He rose as he spoke, and put his arm within his brother’s. George seemed to him then the same powerful protector that he, Thomas, must have seemed to Sir George in that midnight walk at Broomhead. He stood a minute or two, as if gathering strength, and then walked forward, leaning heavily on George. It was the pain, the excessive agony that so unnerved him: a little while, and he would seem in the possession of his usual strength again.

“Ay, George, it will soon be yours. I shall not long keep you out of Ashlydyat. I cannot quite tell how you will manage alone at the Bank when I am gone,” he continued, in a more business tone. “I think of it a great deal. Sometimes I fancy it might be better if you took a staid, sober partner; one middle aged. A thorough man of business. Great confidence has been accorded me, you know, George. I suppose people like my steady habits.”

“They like you for your integrity,” returned George, the words seeming to break from him impulsively. “I shall manage very well, I dare say, when the time comes. I suppose I must settle down to steadiness also; to be more as you have been. I can,” he continued, as if in soliloquy. “I can, and I will.”

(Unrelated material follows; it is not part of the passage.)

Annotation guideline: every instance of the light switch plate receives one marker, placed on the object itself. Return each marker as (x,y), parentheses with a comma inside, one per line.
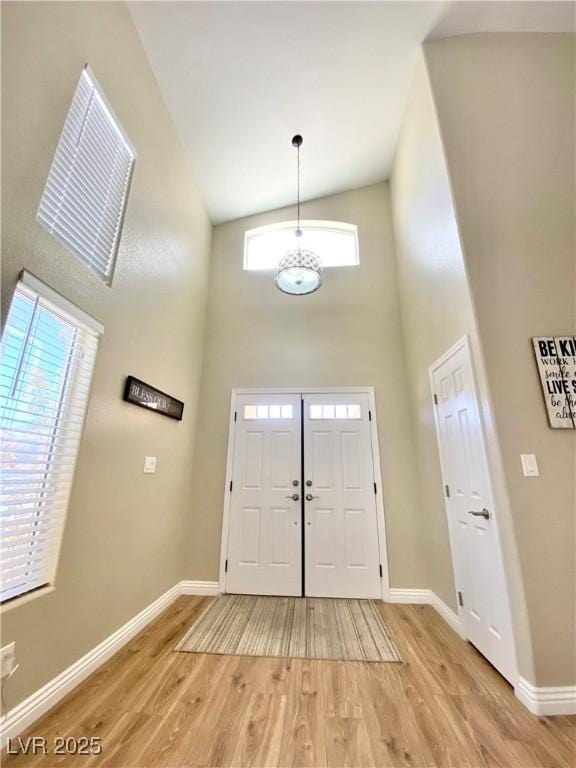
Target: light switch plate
(529,465)
(7,659)
(149,465)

“And, George, you will be a good master,” continued Thomas. “Be a kind, considerate master to all who shall then be dependent on you. I have tried to be so: and, now that the end has come, it is, I assure you, a pleasant consciousness to possess—to look back upon. I have a few, very few, poor pensioners who may have been a little the better for me: those I shall take care of, and Janet will sometimes see them. But some of the servants lapse to you with Ashlydyat: I speak of them. Make them comfortable. Most of them are already in years: take care of them when they shall be too old to work.”

“Oh, I’ll do that,” said George. “I expect Janet——”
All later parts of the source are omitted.